Margarida Rebelo Pinto

Este corpo que me pertence


Pertenço à geração que era levada pela mão à missa todos os domingos, que foi batizada com semanas ou meses, que frequentou um colégio de freiras e que fez a primeira comunhão de forma tão natural como lanchar leite com Ovomaltine e uma carcaça generosamente barrada a Tulicreme. À porta da adolescência já punha em questão várias ideias da religião católica que me eram transmitidas em casa, na missa, na catequese e mais tarde num clube feminino do qual fiz parte chamado Darca, que existia numa casa no Campo Grande, não longe de um clube masculino muito popular por entre a burguesia católica lisboeta da época, o Xénon.

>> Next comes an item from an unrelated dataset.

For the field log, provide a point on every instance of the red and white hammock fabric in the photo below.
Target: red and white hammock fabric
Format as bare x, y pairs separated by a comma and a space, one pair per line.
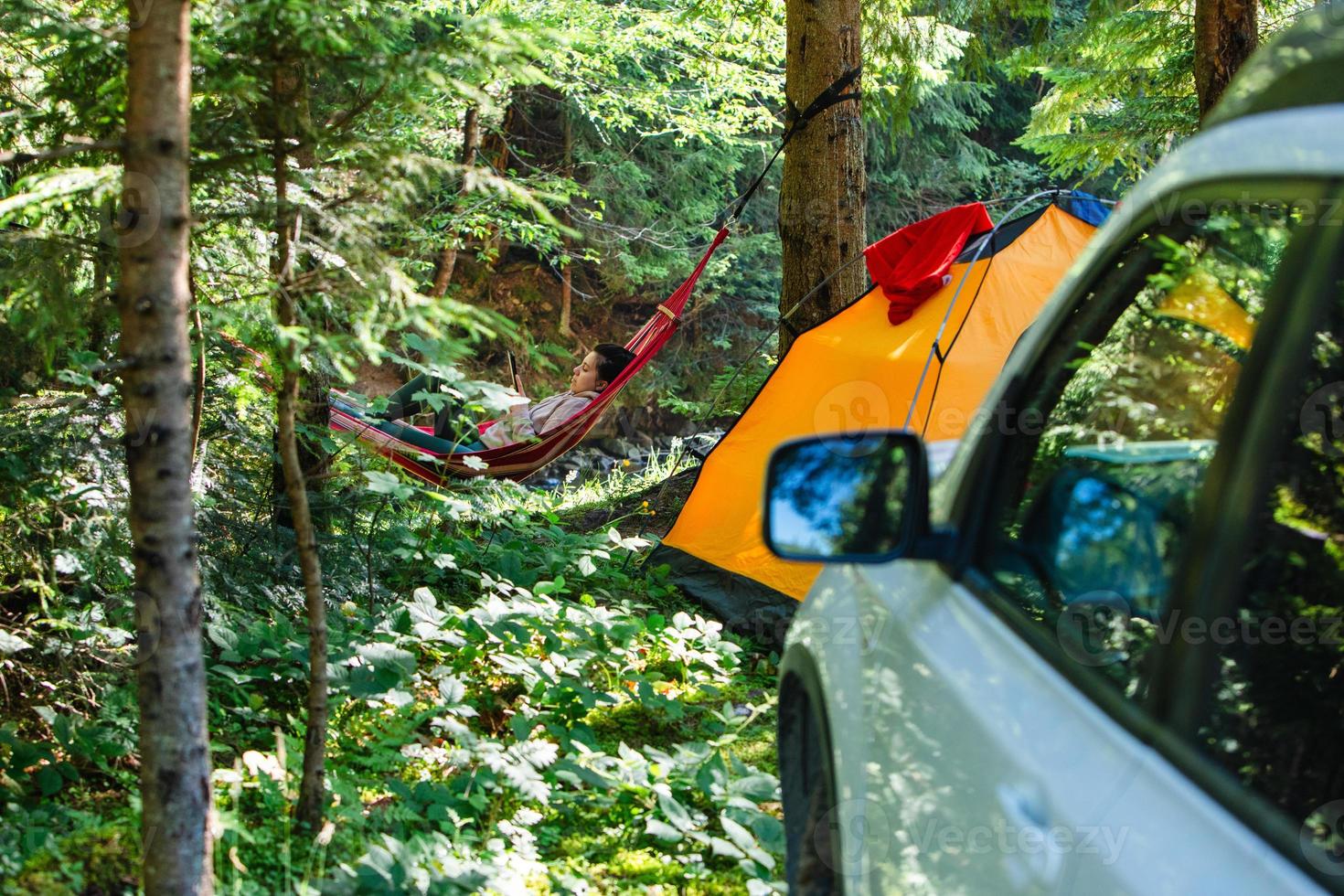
523, 458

Enquanto o Xénon tinha um programa de atividades desportivas com alguns momentos de reflexão, o Darca era virado para o eterno feminino, com tudo o que se esperava dele: aprendíamos lavores de vários tipos, a cozinhar, a tocar viola e ouvíamos palestras. A minha passagem foi rápida: a impertinência natural, as minissaias que teimava em exibir e o facto de ter um rapaz que me ia deixar e buscar à porta do clube incomodaram a direção. Meses depois, fui convidada a sair. Para a direção era irrelevante que o jovem que me escoltava pelas ruas do Campo Grande, onde as tentativas de violação eram comuns, fosse o meu irmão. Fui vista, e bem, como um elemento de destabilização do status quo. Não era feita para aquilo, porque nunca engoli qualquer tipo de discurso sexista baseado na diferença de grau de liberdade ou de impunidade pelo critério do género. A ideia de que existiam “coisas” que os rapazes podiam fazer, mas as meninas não, sempre me revoltou. A exaltação da virtude feminina, que deve ser praticada em todas as vertentes do comportamento com vista à aprovação social e familiar, era algo que não se enquadrava no meu espírito livre.

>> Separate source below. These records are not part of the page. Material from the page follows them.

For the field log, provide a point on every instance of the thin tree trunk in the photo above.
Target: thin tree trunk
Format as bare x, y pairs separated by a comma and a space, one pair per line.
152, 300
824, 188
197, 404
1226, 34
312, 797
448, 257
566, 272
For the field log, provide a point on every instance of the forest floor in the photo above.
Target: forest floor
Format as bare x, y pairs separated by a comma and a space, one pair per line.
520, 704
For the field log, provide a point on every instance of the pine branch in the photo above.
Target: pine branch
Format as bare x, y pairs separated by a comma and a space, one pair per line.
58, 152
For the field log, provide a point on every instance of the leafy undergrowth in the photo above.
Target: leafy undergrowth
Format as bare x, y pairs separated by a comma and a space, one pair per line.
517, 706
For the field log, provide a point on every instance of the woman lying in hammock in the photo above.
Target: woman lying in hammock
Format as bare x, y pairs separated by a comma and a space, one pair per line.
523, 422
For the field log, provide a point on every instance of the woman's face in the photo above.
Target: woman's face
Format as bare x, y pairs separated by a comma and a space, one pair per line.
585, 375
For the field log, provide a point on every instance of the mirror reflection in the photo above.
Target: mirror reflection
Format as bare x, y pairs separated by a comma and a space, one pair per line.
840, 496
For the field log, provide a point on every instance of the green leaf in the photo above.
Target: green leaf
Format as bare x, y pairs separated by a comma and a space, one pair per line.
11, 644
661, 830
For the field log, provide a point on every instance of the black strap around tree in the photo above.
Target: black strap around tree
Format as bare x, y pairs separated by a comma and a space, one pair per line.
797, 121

Foi uma sorte ter crescido na década de 1980, quando os costumes começaram paulatinamente a liberalizar-se. Em qualquer outra década anterior, teria sido escorraçada e segregada, apenas por reclamar direitos iguais. Portugal tornou-se um país aparentemente mais livre, embora, por entre a burguesia católica onde fui criada, a resistência se mantivesse ativa. Lembro-me do primeiro referendo contra a despenalização do aborto em 1998 que não foi vinculativo e de em 2007 finalmente o Sim ter vencido. Passados mais de 25 anos desde o início do debate e 16 anos desde a despenalização do aborto, os números descem todos os anos, o que prova que foi uma medida benéfica para a população.

O movimento My Voice, My Choice pretende ir mais longe: sensibilizar a UE para que a interrupção voluntária da gravidez seja gratuita nos países onde ainda não o é. A iniciativa a favor do aborto seguro e acessível proclama que não se é livre quando não se pode tomar decisões sobre o próprio corpo. Voltamos de novo a uma questão de fundo: enquanto as mulheres forem vistas como coisas e transacionadas como mercadoria, todos os direitos fundamentais à sua liberdade serão negados. Sem liberdade não existe dignidade, o que me faz voltar ao lema que nunca me canso de repetir: a luta é eterna.